Hello there, I encountered an unexpected error while setting up my callbacks.
When I do not manually initialize Tensors at start, they are landing on the wrong device. While the Trainer object in my case is on a cuda:0, an initialized Tensor is on cpu by default.
My workaround is to use the pl_module to identify the chosen device, but I asked myself, whether this is intended?
def on_train_start(self, trainer, pl_module):
"""when training starts, best value is set to inf"""
self.best_metric_value = torch.Tensor([float("Inf")]).to(pl_module.device)
The code you posted is correct. Newly created tensors land on CPU by default. This is the default in PyTorch as well, Lightning doesn’t change that. When you create tensors, you can also just specify the device argument so you avoid the host-device transfer. Example: torch.rand(2, 2, device=pl_module.device)
Yes I fixed it myself, I was just wondering because I use the callbacks within the Trainer structure and expected everything to be moved onto the right device. Maybe here is the wrong place to discuss that and I should open a GitHub issue.

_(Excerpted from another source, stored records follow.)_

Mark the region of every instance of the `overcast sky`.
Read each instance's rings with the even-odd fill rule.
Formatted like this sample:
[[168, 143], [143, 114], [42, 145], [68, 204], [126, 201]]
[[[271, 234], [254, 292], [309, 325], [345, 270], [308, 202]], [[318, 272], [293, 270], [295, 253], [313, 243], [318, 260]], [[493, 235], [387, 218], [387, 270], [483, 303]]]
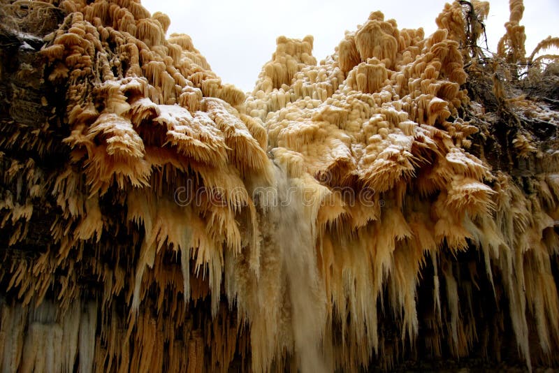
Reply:
[[[314, 37], [313, 55], [317, 61], [331, 54], [345, 30], [354, 31], [375, 10], [393, 18], [400, 29], [423, 27], [426, 36], [436, 29], [435, 18], [444, 0], [141, 0], [150, 12], [167, 14], [167, 33], [192, 38], [212, 69], [224, 82], [252, 91], [260, 70], [275, 50], [280, 35]], [[504, 33], [509, 1], [491, 1], [486, 22], [490, 49]], [[521, 24], [526, 28], [526, 51], [531, 53], [549, 35], [559, 36], [559, 0], [526, 0]]]

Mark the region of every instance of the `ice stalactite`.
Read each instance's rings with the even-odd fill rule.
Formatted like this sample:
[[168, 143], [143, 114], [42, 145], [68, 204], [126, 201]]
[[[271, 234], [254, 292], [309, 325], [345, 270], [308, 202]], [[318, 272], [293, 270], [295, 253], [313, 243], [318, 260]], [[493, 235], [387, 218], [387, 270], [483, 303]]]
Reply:
[[24, 5], [0, 35], [2, 370], [557, 365], [559, 116], [526, 87], [557, 42], [525, 56], [522, 1], [491, 61], [486, 2], [430, 36], [377, 11], [318, 64], [278, 38], [247, 96], [139, 2]]

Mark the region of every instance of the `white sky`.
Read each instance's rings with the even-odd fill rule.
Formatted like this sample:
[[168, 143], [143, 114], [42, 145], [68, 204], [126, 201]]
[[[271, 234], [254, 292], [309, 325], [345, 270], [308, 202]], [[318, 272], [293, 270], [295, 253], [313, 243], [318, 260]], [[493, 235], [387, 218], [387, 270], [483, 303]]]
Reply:
[[[141, 0], [153, 14], [171, 20], [167, 33], [184, 33], [205, 57], [212, 70], [225, 83], [245, 92], [252, 90], [262, 66], [275, 50], [280, 35], [314, 37], [317, 61], [331, 54], [345, 30], [355, 31], [369, 13], [381, 10], [400, 29], [423, 27], [426, 36], [435, 29], [435, 18], [449, 0]], [[491, 1], [486, 28], [490, 50], [504, 33], [509, 19], [508, 0]], [[559, 0], [526, 0], [521, 24], [525, 26], [526, 52], [540, 40], [559, 36]]]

Nice to know that I do not have to use to(pl_module.device), but set device in tensor construction already. Also I should use lowercase "torch.tensor" instead of "torch.Tensor", because the latter is a legacy constructor as mentioned here
If you think this is beneficial to Lightning users, yes feel free to open a feature request. For this one, it would probably require some convincing work though
I personally don’t think the behavior should be changed. It would probably break a lot of code and since it is not the default behavior in PyTorch itself, it could throw people off.